Quiero vivir en una casa con jardín.
Quiero un perro grande que me de esa sensación de estar protejida.
Quiero emanar alegría y energía como cuando peque.
Quiero las uñas rojas todos los días, la cara lavada y no más llanto interno.
Quiero el ánimo arriba y que me dure más que un caramelo masticable.
Quiero chocolates, besos de reconciliación,
más acción y menos palabras,
quiero que me pases a buscar, me mires sin hablar,
que sonrías y me comas la boca de un beso.

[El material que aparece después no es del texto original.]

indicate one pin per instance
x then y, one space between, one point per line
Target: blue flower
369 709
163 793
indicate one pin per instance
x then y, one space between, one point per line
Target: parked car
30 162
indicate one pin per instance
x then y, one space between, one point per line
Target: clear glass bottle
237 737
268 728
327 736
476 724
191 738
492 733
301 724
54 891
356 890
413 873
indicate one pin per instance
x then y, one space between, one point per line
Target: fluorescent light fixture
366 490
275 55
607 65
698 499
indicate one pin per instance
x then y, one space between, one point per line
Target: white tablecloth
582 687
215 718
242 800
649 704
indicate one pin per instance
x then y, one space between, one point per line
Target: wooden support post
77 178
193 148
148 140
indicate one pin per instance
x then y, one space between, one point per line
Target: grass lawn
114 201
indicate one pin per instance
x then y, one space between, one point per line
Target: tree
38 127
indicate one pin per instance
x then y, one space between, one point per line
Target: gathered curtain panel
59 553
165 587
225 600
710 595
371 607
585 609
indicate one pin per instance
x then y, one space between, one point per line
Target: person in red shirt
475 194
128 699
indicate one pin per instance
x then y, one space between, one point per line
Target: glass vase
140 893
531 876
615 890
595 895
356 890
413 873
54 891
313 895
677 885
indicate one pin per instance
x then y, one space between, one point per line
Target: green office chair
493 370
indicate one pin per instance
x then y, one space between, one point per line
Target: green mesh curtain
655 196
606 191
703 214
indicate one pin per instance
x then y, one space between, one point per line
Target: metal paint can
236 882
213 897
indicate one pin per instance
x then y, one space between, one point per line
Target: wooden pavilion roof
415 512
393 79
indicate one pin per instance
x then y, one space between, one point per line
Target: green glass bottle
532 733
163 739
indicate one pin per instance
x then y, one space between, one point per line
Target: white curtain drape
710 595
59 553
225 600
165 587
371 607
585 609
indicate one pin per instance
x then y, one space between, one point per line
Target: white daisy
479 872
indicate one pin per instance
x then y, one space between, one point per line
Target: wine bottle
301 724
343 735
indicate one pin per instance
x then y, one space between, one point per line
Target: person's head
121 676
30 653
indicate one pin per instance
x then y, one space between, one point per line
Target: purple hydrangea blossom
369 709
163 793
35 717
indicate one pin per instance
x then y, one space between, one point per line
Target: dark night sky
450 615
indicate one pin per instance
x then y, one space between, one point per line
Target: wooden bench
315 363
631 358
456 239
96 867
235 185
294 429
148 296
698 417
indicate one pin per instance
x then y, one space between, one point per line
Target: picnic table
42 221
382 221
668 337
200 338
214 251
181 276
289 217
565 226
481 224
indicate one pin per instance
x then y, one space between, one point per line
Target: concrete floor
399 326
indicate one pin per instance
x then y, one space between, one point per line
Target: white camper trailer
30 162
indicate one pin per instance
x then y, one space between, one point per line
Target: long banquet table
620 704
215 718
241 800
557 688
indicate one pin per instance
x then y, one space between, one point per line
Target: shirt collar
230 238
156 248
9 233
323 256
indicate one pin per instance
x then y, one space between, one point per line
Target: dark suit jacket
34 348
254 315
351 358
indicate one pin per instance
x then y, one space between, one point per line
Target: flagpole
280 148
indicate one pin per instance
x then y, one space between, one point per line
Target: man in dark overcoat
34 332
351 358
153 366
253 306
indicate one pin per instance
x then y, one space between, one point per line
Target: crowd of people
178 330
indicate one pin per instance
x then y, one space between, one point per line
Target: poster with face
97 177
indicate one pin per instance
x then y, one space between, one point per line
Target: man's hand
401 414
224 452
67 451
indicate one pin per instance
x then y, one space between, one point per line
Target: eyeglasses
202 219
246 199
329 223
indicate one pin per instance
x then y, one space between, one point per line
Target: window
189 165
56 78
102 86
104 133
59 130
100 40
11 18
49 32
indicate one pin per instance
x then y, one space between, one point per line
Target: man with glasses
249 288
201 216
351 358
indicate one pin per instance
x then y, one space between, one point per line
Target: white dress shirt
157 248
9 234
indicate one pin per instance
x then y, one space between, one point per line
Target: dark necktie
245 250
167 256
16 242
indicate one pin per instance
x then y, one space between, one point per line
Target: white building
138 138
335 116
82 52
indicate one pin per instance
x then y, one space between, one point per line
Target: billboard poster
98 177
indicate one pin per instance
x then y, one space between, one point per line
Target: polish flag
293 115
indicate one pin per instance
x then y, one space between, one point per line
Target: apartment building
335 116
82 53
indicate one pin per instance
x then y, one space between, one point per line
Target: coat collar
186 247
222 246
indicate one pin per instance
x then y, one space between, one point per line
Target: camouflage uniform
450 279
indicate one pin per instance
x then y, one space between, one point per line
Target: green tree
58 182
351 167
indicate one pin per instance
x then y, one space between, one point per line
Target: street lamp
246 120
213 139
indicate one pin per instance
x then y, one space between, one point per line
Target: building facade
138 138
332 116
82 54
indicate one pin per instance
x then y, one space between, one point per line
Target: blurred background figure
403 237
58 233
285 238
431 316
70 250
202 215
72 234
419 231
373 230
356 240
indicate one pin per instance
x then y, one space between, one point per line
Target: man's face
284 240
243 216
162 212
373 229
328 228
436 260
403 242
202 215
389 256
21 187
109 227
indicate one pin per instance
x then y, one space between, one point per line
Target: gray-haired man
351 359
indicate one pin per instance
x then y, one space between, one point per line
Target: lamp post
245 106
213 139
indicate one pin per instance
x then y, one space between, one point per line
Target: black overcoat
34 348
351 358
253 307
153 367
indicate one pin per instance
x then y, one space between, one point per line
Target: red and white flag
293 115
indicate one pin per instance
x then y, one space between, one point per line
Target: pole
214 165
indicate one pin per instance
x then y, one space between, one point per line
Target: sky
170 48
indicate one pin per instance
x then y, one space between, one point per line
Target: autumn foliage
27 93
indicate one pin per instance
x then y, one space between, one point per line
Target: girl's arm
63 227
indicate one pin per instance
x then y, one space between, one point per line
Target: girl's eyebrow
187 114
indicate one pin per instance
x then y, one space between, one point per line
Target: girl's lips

Real, como el de esas películas en la que los protagonistas son novios dentro y fuera de la pantalla.
Necesito.
Complicidad.
Tener esta sensación más seguido,
acordarme que si realmente lo quiero, no es tan complicado;
y frutillas con crema y una oblea de chocolate acomodada justo justo en el costadito izquierdo de la copa.
Yummm.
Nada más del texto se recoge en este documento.